Interview: Nick Waterhouse
Owning a piece of Nick Waterhouse is as easy as replying to a Craigslist ad. The 26-year-old R&B archeologist is hawking his couch on the site and it’s no cushy leather man-cave number with a handy caddy for remote control storage and a sweating beverage. The dapper, GQ-approved style maven never crosses a stage in anything but creased, high-waisted trousers and thick Buddy Holly-inspired, horn-rimmed glasses (or tortoiseshell shades – a guy’s gotta accessorize), so why shouldn’t his furniture follow in the same throwback motif?
The olive green and tan Wegner-style daybed (or so a dealer told him) looks like something beleaguered copywriter Peggy Olson might stretch out across while balancing a tumbler on her abdomen after a particularly nasty reaming from Don Draper.
“If anyone in the Chicago area is interested, I think shipping will be like $300,” the Los Angeles-based crooner says with a hint of used-car salesman bravado in his voice.
Appearing: 2/14 at Metro (3730 N. Clark).
After an epic year in which his horn-belching, tambourine-dripping, all-girl backup- sashaying, DeLorean decade-hopping debut, Time’s All Gone (Innovative Leisure) reached critical darling status, isn’t the equivalent of an online garage sale beneath him?
“I’m not a rock star. I’m just a normal guy, that’s the problem. Don’t mistake me for something else,” Waterhouse says over the phone the day before catching a plane to Tokyo for a one-off gig at The Blue Note. “I have a tangentially funny story about this as well and this is maybe just living in Los Angeles: I just bought a new turntable two weeks ago, and I was really excited because it was local and I was kind of getting myself a Christmas present. So, I won it on eBay and I went to make the payment, and then I was going to pick it up and I realized I bought a turntable from Beck. So rock stars bigger than me do sell things, it turns out.”
Between the album’s release and touring deep pockets of the States and Europe, Waterhouse managed to squeeze in studio time to produce his friends, Allah-Las, with the same meticulous, analog-worshipping ear he set to crafting the Marquees-inspired limited-edition single, “Some Place” – the existential caterwaul that jumpstarted his career and now sells for a couple Benjamins.
“I’m still sort of unpacking it in my mind. 2012 was two and a half years in one year for me. It’s very hard for me to explain to people how long that year was, but, yeah, it doesn’t feel like a single year for me. It’s something that’s kind of overwhelming and it almost doesn’t even feel like me. It’s kind of out of body. But I’m definitely happy with how it went,” he reassures.
If Waterhouse were compiling a scrapbook to represent the last 12 months, selling out San Francisco’s “mythical” Bimbo’s 365 last November would take up an entire chapter. Waterhouse moved to the Bay City area to study literature in college and envisioned his name on the legendary supper club’s marquee every time he’d show up for rehearsal in the basement of a Mexican restaurant across the street from the joint. Before he even booked 100-person rooms, he’d joke with the band that someday, someday they’d play there just like Tony Bennett and Marvin Gaye.
“It’s so weird. I think I had been too practical my whole life, and I think this was the year where I finally felt like a shift into being like, ‘OK, this is actually my real . . . life,'” Waterhouse says laughing. “I didn’t feel like I was pulling one over on anyone anymore. Suddenly, I changed. Like, I was changing in front of my own eyes.”
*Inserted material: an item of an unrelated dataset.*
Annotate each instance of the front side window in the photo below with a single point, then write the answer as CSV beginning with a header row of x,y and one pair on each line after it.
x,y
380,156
It left his parents with no choice but to finally acquiesce to this unstable career choice, although not in so many words. “Oh, nobody’s gonna come out and say that in my family, but, yeah, it was a combination of being on Daryl Hall’s TV show [‘Live From Daryl’s House’] and having a song in a commercial [for the Acura ILX] that everyone they knew heard during the Olympics made them feel like I was legitimate,” he explains. “Never mind if I come home with a record.”
With his look and swinging Rat Pack-with-an-edge soundtrack, lumping Waterhouse in with other soul revivalists makes life easier for those doing the boxing in, but the practice irks the timeless singer.
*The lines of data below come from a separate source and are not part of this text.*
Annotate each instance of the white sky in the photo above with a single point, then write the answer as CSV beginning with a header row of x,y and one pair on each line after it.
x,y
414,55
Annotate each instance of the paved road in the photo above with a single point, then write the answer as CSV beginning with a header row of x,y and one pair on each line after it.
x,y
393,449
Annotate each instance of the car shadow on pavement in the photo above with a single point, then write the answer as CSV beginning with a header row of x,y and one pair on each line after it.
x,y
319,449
“This isn’t a character for me and . . . the music that I’m making is the sum total of my person and my influences. I didn’t sit down with friends and say like, ‘We should do this project that sounds like this.’ Even people . . . that genuinely feel whatever retro soul project they’re working on, a lot of times you’ll talk to those guys and they’re like, ‘Oh, and then I was in a bluegrass band, then I was in an indie rock band.’ I didn’t think this was a cute thing to work on. This is actually my life. I mean this 100 percent.”